Marcellus Louis, docker, speaks about the benefits of on-the-job training while Peter Carrington, Human Resources Manager, Barbados Port Inc. (left) and Emerson Alleyne, Caribbean Maritime Institute (CMI) listen.

Marcellus Louis, docker, speaks about the benefits of on-the-job training while Peter Carrington, Human Resources Manager, Barbados Port Inc. (left) and Emerson Alleyne, Caribbean Maritime Institute (CMI) listen.

In terms of the impact of the training on operations at the port, Mr. Carrington says, “We’re seeing a reduction in the level of accidents and damage to cargo. Furthermore, the number of insurance claims has been reduced and we’re paying lower insurance costs. ”

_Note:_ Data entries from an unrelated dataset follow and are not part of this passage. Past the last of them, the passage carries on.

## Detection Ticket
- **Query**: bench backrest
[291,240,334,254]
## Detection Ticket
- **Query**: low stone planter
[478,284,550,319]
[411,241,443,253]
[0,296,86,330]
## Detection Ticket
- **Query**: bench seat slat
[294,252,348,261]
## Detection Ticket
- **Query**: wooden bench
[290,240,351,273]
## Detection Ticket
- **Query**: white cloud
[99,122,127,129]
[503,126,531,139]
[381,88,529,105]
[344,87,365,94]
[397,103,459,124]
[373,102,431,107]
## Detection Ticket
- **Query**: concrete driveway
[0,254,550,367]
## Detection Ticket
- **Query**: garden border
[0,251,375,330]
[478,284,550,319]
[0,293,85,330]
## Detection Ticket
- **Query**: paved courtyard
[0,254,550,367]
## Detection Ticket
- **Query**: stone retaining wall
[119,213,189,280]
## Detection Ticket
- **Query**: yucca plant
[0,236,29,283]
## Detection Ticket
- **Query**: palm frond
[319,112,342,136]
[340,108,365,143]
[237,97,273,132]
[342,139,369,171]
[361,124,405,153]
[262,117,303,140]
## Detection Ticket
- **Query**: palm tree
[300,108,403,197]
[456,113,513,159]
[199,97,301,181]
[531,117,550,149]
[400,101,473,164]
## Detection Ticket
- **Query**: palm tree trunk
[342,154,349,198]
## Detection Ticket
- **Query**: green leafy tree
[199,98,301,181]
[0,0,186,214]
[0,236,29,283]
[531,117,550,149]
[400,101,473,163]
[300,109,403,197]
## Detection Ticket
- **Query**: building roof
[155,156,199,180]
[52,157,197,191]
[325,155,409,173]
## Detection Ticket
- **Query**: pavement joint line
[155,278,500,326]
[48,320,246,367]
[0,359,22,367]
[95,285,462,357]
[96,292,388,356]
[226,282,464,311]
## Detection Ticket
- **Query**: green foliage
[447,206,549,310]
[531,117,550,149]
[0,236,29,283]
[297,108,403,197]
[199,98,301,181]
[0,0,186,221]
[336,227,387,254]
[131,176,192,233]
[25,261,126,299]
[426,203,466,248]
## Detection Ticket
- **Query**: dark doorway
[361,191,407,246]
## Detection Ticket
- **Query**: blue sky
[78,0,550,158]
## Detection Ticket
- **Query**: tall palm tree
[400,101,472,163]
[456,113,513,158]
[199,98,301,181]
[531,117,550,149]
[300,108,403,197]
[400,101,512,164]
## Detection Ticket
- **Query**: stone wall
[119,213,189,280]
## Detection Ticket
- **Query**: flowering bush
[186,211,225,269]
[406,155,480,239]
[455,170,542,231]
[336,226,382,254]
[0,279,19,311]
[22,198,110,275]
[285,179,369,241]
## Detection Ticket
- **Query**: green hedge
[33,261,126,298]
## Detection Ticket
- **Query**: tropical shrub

Mr. Carrington sees the fund as “lifting us to a different level in terms of expectations and how we must be organised in our planning and documentation. It has also set us specific training targets to reach over a two-year period as well as helped us to get recognition because hitherto no-one knew the port was involved in CVQs but because of the national approach to training and developing workers CVQs have become the ‘in thing‘. The CBTF is a good initiative.”

The Bridgetown Port’s training partner for the CBTF, Caribbean Maritime Institute, agrees. Its representative, Emerson Alleyne says, “In difficult economic times training is the best way forward so we would want to advise employers to use the opportunity to train their employees so that when things get better they can benefit almost immediately because of the improved levels of efficiency that their employees would have gained.”

For Marcellus the sky is the limit. When asked about his future plans and how his career at the port will help he says, “If life and health continue, by the grace of God, I should look for a retirement investment and it’s my thought to get another house. Once you remain employed in the port anything is possible.”